The East Brainerd Mall redevelopment cleared its last hurdle Monday.
The Brainerd City Council, by a 6-1 vote, approved the development agreement between the city and KTJ Limited Partnership, which is developer Oppidan's local company. Council member Bob Olson voted against the agreement.
The development agreement includes tax-increment financing for 25 years, not to exceed $2.4 million. The city originally had approved Oppidan/KTJ's TIF request of $2.4 million over 15 years. As a result of legislative changes to property tax laws, the estimated amount Oppidan would have received over 15 years would have dropped to $1.4 million.
The legislative changes will save Oppidan/KTJ about $217,000 in East Brainerd Mall property taxes per year.
Tax-increment financing is a method of financing public or private improvements that are needed to serve new development. While the existing tax on the property continues to be paid, the increase in tax value of the property is returned to the developer for a set period of time to help pay off the cost of the development.
The city council also approved the assignment of the lease on land the city owns in front of the mall from Gustafson Stores Inc., the current owners, to Oppidan/KTJ. Oppidan/KTJ will eventually buy the land at the appraised value at the time of purchase.
Several people, including Olson, spoke out against the development agreement. Olson said he could not support the extended years of the TIF or the fact that Oppidan/KTJ would not be buying the land the city owns outright as part of the TIF agreement, as stipulated by the Brainerd Economic Development Authority.
Olson also objected to the fact that Oppidan/KTJ would be paying reduced property taxes for the mall -- more than $200,000 less per year -- yet requested an extension of the TIF to 25 in order to recoup as much as possible of the original $2.4 million request.
"I cannot support this," Olson said. "The school district, the county and the residents of Brainerd will not receive the new taxes for 25 years. That's too long." Added Olson: "I cannot in good faith mortgage the citizens future in Brainerd."
Olson was also concerned about the possibility of the East Brainerd Mall TIF agreement turning out like the Brainerd Dispatch's TIF, which came up short of projections when the Legislature reduced taxes in the 1990s. The city agreed to make up part of the Dispatch shortfall. Joe Ryan, Oppidan owner, said he would not come back to the city if the TIF falls short.
Brainerd resident and former city council member Mary Koep said the elderly people of the community will never see the tax benefit of the redeveloped mall, and the money could be better used to fix streets and sidewalks.

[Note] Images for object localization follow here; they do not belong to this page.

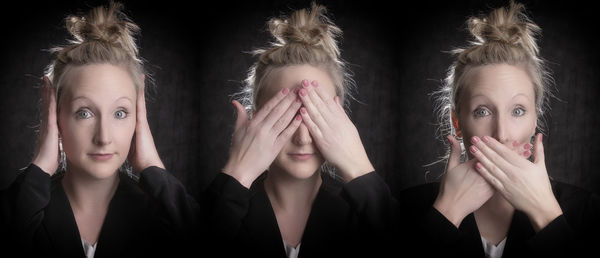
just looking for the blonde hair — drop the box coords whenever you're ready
[44,1,143,176]
[45,1,144,106]
[238,2,353,113]
[432,1,552,163]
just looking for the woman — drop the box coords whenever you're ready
[205,3,395,257]
[0,2,200,257]
[398,1,600,257]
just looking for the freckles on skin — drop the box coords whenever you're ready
[456,64,537,158]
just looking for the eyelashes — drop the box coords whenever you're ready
[472,105,527,119]
[74,108,130,120]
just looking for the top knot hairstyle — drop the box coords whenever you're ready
[432,0,552,162]
[45,1,144,105]
[239,2,353,113]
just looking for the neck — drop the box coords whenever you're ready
[477,192,515,217]
[264,168,322,212]
[62,166,119,212]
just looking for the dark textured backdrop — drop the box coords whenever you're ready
[1,0,598,200]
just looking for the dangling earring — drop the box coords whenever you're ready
[59,137,66,172]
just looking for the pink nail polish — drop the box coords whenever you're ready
[300,108,307,114]
[296,115,302,121]
[476,163,483,170]
[524,151,531,158]
[471,136,479,144]
[299,89,307,96]
[311,80,319,87]
[282,88,289,94]
[523,143,531,149]
[482,136,490,143]
[470,145,478,153]
[513,141,519,147]
[302,80,309,88]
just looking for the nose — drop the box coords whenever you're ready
[492,113,509,144]
[92,115,112,146]
[292,123,312,145]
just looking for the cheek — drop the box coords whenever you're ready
[115,119,136,152]
[58,118,92,158]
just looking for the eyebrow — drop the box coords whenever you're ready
[71,96,134,104]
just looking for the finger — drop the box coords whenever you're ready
[474,161,505,192]
[533,133,545,165]
[261,87,298,128]
[45,77,57,128]
[474,136,517,171]
[446,135,462,170]
[253,87,294,123]
[306,82,334,120]
[298,87,329,131]
[232,100,248,130]
[274,114,303,149]
[270,96,302,135]
[299,107,324,139]
[137,81,148,124]
[310,80,338,114]
[468,142,511,184]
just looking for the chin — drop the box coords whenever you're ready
[78,160,122,179]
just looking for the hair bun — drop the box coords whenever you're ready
[467,1,540,56]
[268,3,342,59]
[65,1,140,57]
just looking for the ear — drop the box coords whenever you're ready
[451,109,462,138]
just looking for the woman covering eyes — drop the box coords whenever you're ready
[396,1,600,257]
[0,2,201,257]
[205,3,396,258]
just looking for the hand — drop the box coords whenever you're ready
[128,78,165,173]
[297,79,374,182]
[433,135,494,227]
[32,76,60,175]
[223,87,303,188]
[469,134,563,232]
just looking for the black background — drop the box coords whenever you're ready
[1,0,598,201]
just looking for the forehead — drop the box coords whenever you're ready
[260,64,337,104]
[462,64,535,103]
[61,64,137,102]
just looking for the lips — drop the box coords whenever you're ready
[88,153,114,161]
[289,153,314,161]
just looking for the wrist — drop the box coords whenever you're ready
[433,194,467,228]
[338,159,374,183]
[222,164,256,189]
[528,200,563,232]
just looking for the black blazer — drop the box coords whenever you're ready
[204,171,397,258]
[396,181,600,257]
[0,165,201,258]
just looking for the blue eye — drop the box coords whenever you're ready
[474,108,490,118]
[512,107,525,117]
[76,109,92,119]
[114,110,128,119]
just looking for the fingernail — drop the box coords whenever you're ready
[311,80,319,87]
[524,150,531,158]
[476,162,483,170]
[300,107,307,114]
[296,97,301,103]
[470,145,479,153]
[513,141,519,147]
[299,89,307,97]
[523,143,531,149]
[296,115,302,121]
[471,136,479,144]
[302,80,309,88]
[282,88,289,94]
[482,136,490,143]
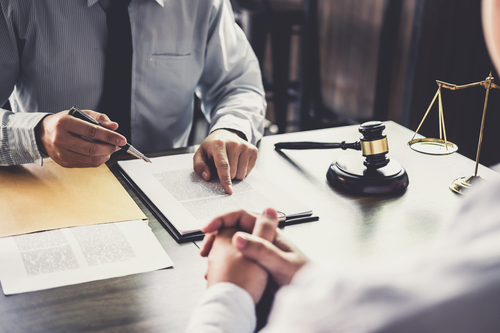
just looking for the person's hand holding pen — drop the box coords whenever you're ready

"(Oppidan/KTJ) should make the sacrifice, not the citizens of Brainerd," Koep said.
Council member Mark O'Day disagreed with Koep.
"Whether I see the benefit or not is short-term thinking," O'Day said. "Our kids and grandkids will benefit."
O'Day also felt the citizens wouldn't be paying for the TIF because the East Brainerd Mall, as it is today, is a property losing value, and without the TIF the site will continue to lose tax base. He noted the legislative changes also meant the city wouldn't have to pay the 5 percent local contribution.
Ryan said the TIF process has not been something he has enjoyed going through, but he said his company is making a commitment in Brainerd and is anxious to contribute to the city.
"We're trying to do a good thing and we believe in Brainerd," Ryan said. Oppidan/KTJ will close its purchase agreement with Gustafson Stores Inc. in about two weeks, Ryan said.